Foto: Borja Paladini Adell.

Más allá de regalar flores, bombones y festejar, debemos recordar que se trata de conmemorar la lucha de nuestras antepasadas para disfrutar de los derechos que tenemos ahora y para reclamar los aún no conquistados. Esa lucha ha sido posible
gracias al Feminismo, movimiento que promueve la igualdad entre hombres                    y mujeres.

¿Qué ha logrado el Feminismo? Mientras que hace cien años tan sólo en Nueva Zelanda, Australia y Finlandia las mujeres podían ejercer su derecho al voto, en la actualidad se ha conseguido prácticamente en todos los países del mundo. Y, además, cada vez vemos a más mujeres dirigir países y ser elegidas en los Gobiernos locales. Por otra parte, se han logrado notables derechos jurídicos, que se han igualado a los que disfrutan los hombres. También los movimientos sociales, como el indígena, campesino, LGBTI, etc. dejaron de ser exclusivos para hombres, y cada vez más vemos a mujeres en sus filas, al igual que ocurre en el campo empresarial.

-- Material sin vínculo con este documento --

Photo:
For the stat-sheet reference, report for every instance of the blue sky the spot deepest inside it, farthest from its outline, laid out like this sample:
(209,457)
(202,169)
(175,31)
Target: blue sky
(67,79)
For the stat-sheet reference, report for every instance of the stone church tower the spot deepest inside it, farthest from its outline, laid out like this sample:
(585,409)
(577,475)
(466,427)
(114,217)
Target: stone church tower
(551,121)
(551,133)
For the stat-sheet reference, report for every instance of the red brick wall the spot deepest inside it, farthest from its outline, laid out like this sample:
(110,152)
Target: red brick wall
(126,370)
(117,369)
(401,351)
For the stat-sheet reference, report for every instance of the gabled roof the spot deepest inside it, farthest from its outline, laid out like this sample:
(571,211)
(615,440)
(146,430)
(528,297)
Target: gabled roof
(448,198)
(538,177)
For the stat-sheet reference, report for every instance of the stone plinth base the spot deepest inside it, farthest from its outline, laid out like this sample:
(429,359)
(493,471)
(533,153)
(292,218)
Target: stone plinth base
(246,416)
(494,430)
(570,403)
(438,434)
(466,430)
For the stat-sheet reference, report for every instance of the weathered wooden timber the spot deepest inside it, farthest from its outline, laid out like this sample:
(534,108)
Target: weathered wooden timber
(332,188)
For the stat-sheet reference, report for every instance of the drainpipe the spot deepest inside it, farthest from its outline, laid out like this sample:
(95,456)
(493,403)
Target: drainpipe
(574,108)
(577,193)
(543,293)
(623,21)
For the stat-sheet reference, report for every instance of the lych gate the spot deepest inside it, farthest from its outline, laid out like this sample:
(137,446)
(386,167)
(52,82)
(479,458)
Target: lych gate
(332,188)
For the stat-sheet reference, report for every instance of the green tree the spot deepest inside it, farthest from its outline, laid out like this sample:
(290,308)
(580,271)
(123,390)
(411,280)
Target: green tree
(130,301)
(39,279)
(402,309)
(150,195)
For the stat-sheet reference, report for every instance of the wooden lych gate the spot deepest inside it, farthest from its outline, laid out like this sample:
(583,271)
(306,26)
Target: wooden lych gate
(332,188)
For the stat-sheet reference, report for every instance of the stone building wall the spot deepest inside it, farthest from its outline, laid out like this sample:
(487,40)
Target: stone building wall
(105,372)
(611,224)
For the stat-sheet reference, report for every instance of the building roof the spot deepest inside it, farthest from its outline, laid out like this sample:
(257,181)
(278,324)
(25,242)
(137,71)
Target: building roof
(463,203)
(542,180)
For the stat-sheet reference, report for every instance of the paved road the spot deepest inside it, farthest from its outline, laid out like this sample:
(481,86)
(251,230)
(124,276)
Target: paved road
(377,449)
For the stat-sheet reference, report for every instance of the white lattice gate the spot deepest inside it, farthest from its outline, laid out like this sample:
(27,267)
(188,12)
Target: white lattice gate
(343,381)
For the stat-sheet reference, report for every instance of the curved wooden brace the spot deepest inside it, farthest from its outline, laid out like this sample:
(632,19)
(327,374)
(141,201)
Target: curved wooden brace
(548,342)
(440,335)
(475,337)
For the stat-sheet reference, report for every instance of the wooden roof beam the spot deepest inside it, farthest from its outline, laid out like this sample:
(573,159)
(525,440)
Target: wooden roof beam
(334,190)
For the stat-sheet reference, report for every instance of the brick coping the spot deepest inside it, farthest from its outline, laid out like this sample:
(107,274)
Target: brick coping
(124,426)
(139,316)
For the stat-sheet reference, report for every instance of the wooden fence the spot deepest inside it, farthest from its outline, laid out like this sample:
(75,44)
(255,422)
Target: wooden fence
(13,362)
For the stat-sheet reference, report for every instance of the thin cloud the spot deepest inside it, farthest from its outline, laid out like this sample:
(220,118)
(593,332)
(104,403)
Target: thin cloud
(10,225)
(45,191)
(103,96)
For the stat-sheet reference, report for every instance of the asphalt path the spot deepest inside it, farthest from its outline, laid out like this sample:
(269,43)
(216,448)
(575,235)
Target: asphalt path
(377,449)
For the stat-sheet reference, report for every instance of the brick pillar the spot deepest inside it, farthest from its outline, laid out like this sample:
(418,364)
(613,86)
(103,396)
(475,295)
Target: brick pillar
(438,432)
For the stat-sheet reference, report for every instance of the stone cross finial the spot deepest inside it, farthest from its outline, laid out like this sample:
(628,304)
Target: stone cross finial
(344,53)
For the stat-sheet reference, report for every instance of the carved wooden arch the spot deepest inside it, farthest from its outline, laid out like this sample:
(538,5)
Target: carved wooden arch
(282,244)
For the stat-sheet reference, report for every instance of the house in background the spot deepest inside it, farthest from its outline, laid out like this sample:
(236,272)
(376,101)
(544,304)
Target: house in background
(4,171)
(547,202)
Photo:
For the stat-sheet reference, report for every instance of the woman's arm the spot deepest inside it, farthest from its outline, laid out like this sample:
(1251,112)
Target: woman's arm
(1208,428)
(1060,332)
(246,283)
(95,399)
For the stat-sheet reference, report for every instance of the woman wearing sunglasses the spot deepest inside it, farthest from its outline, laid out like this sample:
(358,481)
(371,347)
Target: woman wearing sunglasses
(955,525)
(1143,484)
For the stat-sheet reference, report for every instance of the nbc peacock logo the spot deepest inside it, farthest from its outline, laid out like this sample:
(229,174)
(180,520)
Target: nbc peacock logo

Uno de los mayores flagelos hacia las mujeres, la violencia, tanto física como psicológica, a manos de sus parejas o exparejas ha dejado de ser un asunto netamente privado, silenciado, para convertirse en un problema de Estado, que debe velar por la integridad de las víctimas. Por ello, en muchos países existen leyes que protegen a las mujeres que la sufren. En este sentido, Colombia dicta en 2008 la Ley 1257 contra la violencia hacia las mujeres, que se diferencia de la violencia intrafamiliar en que trata todas las violencias contra las mujeres por el solo hecho de ser mujer.

Muchas mujéres de hoy en día estudian, trabajan dentro y fuera del hogar, y son capaces de compaginar su vida laboral, familiar y personal, no sin un gran esfuerzo.
Sin embargo, un mundo equitativo se caracterizaría por tener el mismo número de mujéres que de hombres en la política, en las empresas, en los libros de Historia, mujéres que no sean maltratadas ni violentadas, mujeres que no vean obstaculizados sus sueños por tener sobrecargas de responsabilidades en la familia. Un mundo donde las mujéres sean iguales al hombre.

El ocho de marzo reconoce a todas las mujeres, de Colombia y del resto de mundo, pobres y ricas, de todas las razas y clases sociales, de todas las orientaciones e identidades sexuales, religiones, culturas, tengan o no alguna de las llamadas discapacidades. La equidad aún no se ha conseguido, pero es el camino donde sin duda avanzamos con paso firme. Con la igualdad de la mujer, la sociedad avanza,en beneficio de todos y todas. Y, más allá del ocho de marzo, debemos entender que este reclamo de derechos debe ser una constante todos los días del año. Si en cien años tanto se ha conseguido, ¿qué nos hace pensar que necesitamos otro siglo para lograr una sociedad donde todas y todos estemos incluídas/os?